日本大百科全書(ニッポニカ) 「リュウキュウガモ」の意味・わかりやすい解説
リュウキュウガモ
りゅうきゅうがも / 琉球鴨
whistling duck
鳥綱カモ目カモ科リュウキュウガモ属に含まれる鳥の総称。この属Dendrocygnaには、南半球主産の8種があり、種のリュウキュウガモD. javanicaのみが北半球の沖縄(琉球(りゅうきゅう))まで記録があるがまれである。全長40~56センチメートルと体は中形、小形で、頸(くび)と足が長く、尾が小さい。体をおこした姿勢を保ち、水かきが大きいため水上に低く浮く。
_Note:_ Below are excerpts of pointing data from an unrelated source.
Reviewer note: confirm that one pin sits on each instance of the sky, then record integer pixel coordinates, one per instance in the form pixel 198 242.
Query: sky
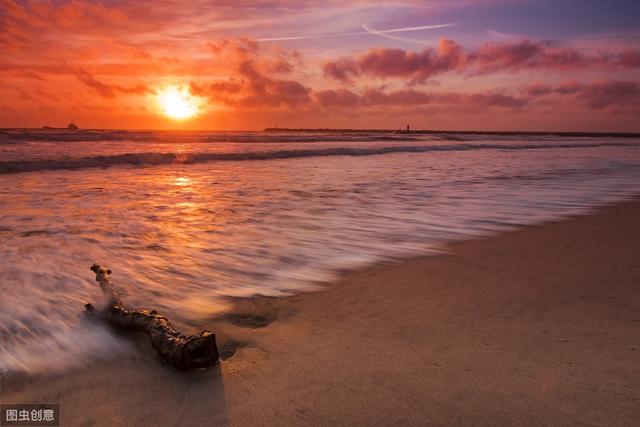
pixel 570 65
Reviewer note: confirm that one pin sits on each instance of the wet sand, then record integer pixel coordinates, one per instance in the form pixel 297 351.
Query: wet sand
pixel 537 326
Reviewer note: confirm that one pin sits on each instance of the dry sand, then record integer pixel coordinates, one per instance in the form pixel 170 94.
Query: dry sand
pixel 537 326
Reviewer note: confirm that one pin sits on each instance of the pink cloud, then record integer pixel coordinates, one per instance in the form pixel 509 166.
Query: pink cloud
pixel 450 57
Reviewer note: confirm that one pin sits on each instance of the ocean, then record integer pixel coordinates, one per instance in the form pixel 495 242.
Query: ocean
pixel 188 219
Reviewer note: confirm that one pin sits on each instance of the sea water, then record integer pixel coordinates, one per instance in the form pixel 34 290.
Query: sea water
pixel 187 219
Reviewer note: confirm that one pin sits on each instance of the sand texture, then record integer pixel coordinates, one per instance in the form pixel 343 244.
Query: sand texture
pixel 539 326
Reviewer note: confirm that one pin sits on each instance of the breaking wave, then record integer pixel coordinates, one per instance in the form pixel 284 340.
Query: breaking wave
pixel 151 159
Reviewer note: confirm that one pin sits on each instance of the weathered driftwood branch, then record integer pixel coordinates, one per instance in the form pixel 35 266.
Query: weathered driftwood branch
pixel 195 351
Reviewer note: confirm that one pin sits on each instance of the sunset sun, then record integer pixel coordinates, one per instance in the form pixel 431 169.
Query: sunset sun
pixel 179 103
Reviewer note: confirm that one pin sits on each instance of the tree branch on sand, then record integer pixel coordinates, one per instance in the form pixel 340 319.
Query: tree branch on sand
pixel 182 352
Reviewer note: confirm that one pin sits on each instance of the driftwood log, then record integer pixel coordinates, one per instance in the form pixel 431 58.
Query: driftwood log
pixel 180 351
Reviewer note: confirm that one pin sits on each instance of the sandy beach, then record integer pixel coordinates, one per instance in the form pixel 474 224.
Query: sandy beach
pixel 539 326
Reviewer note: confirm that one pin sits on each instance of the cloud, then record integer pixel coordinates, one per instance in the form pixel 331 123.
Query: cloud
pixel 596 95
pixel 450 57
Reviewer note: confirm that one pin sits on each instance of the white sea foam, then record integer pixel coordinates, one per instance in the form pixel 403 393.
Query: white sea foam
pixel 182 234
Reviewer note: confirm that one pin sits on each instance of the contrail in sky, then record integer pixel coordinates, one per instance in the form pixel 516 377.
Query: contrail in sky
pixel 367 31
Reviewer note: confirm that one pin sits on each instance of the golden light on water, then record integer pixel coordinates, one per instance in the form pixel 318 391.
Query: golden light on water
pixel 178 103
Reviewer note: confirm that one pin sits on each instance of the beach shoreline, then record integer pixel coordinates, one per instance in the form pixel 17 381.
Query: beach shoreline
pixel 534 326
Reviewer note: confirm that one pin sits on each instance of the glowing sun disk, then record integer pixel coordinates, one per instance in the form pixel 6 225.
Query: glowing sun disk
pixel 178 103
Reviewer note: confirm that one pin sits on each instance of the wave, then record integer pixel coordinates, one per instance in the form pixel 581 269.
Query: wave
pixel 153 159
pixel 170 137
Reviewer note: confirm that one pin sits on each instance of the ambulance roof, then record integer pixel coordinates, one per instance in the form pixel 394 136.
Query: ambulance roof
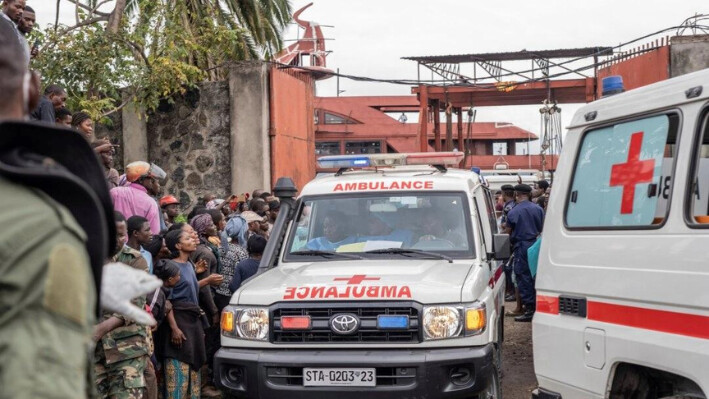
pixel 418 178
pixel 656 96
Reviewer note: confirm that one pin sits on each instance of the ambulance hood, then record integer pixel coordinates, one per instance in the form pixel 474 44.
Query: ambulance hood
pixel 422 280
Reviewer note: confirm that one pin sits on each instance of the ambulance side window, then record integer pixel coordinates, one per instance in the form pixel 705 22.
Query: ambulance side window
pixel 699 188
pixel 623 175
pixel 492 217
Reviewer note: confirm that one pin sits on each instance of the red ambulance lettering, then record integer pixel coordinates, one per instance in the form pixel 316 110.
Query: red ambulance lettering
pixel 383 186
pixel 404 292
pixel 303 292
pixel 349 291
pixel 317 292
pixel 388 292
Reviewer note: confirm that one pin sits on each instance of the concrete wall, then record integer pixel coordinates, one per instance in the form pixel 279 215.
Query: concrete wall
pixel 689 54
pixel 224 137
pixel 113 130
pixel 249 132
pixel 292 130
pixel 190 140
pixel 135 134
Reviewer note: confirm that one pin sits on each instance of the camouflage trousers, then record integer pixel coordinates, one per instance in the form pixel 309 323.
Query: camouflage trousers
pixel 121 380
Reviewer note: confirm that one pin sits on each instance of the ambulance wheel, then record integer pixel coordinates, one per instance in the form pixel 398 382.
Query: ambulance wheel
pixel 493 390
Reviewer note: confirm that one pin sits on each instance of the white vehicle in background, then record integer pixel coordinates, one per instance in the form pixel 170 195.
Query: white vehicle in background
pixel 623 274
pixel 380 281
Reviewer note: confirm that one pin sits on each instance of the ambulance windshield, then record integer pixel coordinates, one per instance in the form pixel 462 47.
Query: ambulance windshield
pixel 369 223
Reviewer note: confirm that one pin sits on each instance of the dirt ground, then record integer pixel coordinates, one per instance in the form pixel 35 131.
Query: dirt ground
pixel 518 379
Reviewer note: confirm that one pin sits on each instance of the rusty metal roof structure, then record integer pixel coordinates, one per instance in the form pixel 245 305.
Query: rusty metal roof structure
pixel 545 65
pixel 516 55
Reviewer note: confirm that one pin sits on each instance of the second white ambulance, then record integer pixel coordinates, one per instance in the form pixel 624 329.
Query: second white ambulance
pixel 623 275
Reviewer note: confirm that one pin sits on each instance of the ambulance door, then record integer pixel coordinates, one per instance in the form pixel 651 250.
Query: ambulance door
pixel 488 227
pixel 605 256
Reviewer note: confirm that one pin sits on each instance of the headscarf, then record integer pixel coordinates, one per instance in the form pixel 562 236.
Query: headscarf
pixel 201 223
pixel 78 118
pixel 213 204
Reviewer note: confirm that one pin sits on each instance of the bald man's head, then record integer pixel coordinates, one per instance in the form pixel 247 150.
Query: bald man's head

羽色は種によって独特であり、種のリュウキュウガモは最小種で褐色型であるが、赤褐色や黒色部のあるはでな羽色や蓑羽(みのばね)のある種もある。声は甲高い笛音で、小群あるいは雌雄で鳴き合う。カオジロリュウキュウガモでは雌雄間の相互頭かき行動が発達している。沼地、スイレンの浮く沼、マングローブ林などにすみ、社交性が強く数百羽、数千羽の群れをなし、ねぐらと採餌(さいじ)場間の移動、あるいは季節的に群れ移動を行う。雌雄は仲がよく、永久的なつがいで生活する。巣縄張りはなく、1腹10卵以上の場合も少なくない。雌雄とも抱卵する。巣は、地上営巣性のものと、アカハシリュウキュウガモのような樹洞営巣性のものがあり、後者には、その木に止まる習性からtree duckの英名もある。